Search resultsNon-heavy alcohol use associates with liver fibrosis and 'nonalcoholic' steatohepatitis in the Framingham Heart Study.
BACKGROUND AND AIMS: While heavy alcohol use consistently associates with liver disease, the effects of non-heavy alcohol consumption are less understood. We aimed to investigate the relationship between non-heavy alcohol use and chronic liver disease.
METHODS: This cross-sectional study included 2629 current drinkers in the Framingham Heart Study who completed alcohol use questionnaires and transient elastography. We defined fibrosis as liver stiffness measurement (LSM) ≥8.2 kPa. We defined at-risk non-alcoholic steatohepatitis (NASH) as Fibroscan-Aspartate Aminotransferase (FAST) score >0.35 (90% sensitivity) or ≥0.67 (90% specificity). We performed logistic regression to investigate associations of alcohol use measures with fibrosis and NASH, adjusting for sociodemographic and metabolic factors. Subgroup analysis excluded heavy drinkers (>14 drinks per week for women or >21 for men).

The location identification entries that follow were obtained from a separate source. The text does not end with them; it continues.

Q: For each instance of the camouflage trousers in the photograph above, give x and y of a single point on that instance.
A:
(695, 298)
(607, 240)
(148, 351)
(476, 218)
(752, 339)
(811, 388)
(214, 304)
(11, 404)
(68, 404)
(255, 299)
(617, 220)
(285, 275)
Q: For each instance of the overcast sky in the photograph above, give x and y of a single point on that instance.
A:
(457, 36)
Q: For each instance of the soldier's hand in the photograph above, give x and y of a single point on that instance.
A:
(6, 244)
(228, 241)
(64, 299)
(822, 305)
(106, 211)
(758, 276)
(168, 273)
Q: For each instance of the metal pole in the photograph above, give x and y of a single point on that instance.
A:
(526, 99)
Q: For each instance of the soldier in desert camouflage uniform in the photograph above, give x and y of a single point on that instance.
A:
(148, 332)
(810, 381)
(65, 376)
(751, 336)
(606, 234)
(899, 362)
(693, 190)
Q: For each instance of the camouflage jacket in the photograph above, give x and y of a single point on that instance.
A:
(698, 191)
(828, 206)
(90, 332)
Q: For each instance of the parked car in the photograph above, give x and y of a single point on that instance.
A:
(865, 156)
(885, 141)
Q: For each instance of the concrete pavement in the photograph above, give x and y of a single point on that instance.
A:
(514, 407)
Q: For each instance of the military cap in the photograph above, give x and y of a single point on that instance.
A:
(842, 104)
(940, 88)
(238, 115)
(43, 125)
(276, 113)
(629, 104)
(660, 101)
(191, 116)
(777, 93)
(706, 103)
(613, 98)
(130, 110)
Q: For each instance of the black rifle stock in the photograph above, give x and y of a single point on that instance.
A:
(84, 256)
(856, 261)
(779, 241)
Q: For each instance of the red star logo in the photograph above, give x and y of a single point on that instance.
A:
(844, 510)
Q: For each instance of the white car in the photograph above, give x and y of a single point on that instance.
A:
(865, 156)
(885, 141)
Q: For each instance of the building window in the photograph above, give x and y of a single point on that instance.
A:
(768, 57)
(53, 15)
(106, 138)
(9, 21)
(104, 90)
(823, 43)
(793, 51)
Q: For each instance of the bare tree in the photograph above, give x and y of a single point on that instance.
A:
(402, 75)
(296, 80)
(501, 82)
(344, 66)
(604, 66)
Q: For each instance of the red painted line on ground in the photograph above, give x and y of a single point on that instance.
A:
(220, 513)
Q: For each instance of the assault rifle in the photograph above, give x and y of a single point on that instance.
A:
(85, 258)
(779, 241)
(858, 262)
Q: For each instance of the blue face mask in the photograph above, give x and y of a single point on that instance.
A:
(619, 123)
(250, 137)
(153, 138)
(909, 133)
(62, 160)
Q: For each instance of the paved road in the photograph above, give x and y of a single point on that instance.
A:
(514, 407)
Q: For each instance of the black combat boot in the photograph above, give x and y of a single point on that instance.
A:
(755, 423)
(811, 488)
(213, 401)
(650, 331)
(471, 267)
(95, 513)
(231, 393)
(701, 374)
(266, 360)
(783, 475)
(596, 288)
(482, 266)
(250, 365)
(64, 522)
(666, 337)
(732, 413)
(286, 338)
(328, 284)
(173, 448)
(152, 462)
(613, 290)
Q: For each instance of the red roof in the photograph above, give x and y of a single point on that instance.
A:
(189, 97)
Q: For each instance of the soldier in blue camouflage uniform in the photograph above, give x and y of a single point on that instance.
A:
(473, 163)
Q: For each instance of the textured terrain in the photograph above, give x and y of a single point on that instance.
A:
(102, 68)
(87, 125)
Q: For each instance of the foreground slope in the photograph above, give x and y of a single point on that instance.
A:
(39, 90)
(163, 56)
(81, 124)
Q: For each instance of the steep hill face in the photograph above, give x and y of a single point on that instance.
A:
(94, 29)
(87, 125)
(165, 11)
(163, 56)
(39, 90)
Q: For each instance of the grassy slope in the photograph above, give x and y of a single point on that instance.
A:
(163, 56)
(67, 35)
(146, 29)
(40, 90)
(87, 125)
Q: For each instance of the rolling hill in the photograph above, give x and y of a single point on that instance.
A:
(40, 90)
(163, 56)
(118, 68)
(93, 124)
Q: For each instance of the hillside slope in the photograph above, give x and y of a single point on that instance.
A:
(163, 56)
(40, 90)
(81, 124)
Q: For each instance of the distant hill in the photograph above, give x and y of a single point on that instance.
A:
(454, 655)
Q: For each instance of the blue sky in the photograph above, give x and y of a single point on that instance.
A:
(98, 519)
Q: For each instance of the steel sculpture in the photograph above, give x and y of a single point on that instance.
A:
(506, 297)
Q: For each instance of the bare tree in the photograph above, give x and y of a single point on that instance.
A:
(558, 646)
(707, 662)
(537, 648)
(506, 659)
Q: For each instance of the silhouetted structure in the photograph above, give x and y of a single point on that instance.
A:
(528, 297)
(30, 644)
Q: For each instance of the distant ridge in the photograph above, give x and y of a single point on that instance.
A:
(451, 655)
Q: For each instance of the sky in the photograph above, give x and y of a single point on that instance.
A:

RESULTS: In this sample (mean age 54.4 ± 8.9 yrs, 53.3% women), mean LSM was 5.6 ± 3.4 kPa, 8.2% had fibrosis, 1.9% had NASH by FAST ≥0.67, and 12.4% had NASH by FAST >0.35. Participants drank 6.2 ± 7.4 drinks/week. Total drinks/week and frequency of drinking associated with increased odds of fibrosis (aOR 1.18, 95% CI 1.04-1.33 and aOR 1.08, 95% CI 1.01-1.16). Risky weekly drinking, present in 17.4%, also associated with fibrosis (aOR 1.49, 95% CI 1.03-2.14). After excluding 158 heavy drinkers, total drinks/week remained associated with fibrosis (aOR 1.16, 95% CI 1.001-1.35). Multiple alcohol use measures positively associated with FAST >0.35.
CONCLUSION: In this community cohort, we demonstrate that non-heavy alcohol use associates with fibrosis and NASH, after adjustment for metabolic factors. Longitudinal studies are needed to determine the benefits of moderating alcohol use to reduce liver-related morbidity and mortality.